Une étape vers la démocratie mondiale
Pour les écologistes, le caractère global des objectifs de l’Union et des compétences qui lui sont attribuées est essentiel pour gouverner ; l’Union a l’avantage de ne pas être une organisation publique sectorielle comme l’est l’OMC ou le FMI. Nous avons toujours défendu un dispositif intégré pour répondre aux questions écologiques : l’Union européenne représente ce système politique, une "démocratiemonde" qui pourrait préfigurer une organisation régionale des peuples et des États dans un cadre mondial et multilatéral que nous appelons à construire. Nous défendons une démocratie à l’échelle mondiale ; là encore le régime politique de l’Union européenne fait figure d’avant-garde dans l’établissement d’une démocratie parlementaire : le parlement européen est la seule assemblée supranationale au monde élue au suffrage universel direct et dotée d’un pouvoir législatif. L’approfondissement de formes de démocratie participative, que ce soit par l’organisation de consultations/référendums européens sur des sujets précis ou par la mise en oeuvre de "l’initiative citoyenne" telle que prévue par le traité de Lisbonne, peut contribuer à renforcer un espace public européen.

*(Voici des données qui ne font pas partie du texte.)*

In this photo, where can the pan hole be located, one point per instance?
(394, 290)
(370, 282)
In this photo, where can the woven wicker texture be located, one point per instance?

Dans la recherche d’une nouvelle gouvernance mondiale à laquelle nous aspirons, la construction européenne comme institution post-nationale, sans pour autant que ne disparaissent les nations, les États, les régions d’Europe, est une référence.
[1] La Norme sans la force, Zaki Laidi, Sciences po Paris, 2005.
[2] Voir notamment parmi une littérature abondante, la lecture du récent ouvrage de Thomas Ferenczi, Pourquoi l’Europe ?, André Versaille, 2008.
[3] La Démocratie-monde, Mark Mazower, Complexe, 2005 (édition originale 1998).
[4] L’Europe cosmopolite, Ulrich Beck, Aubier, 2006.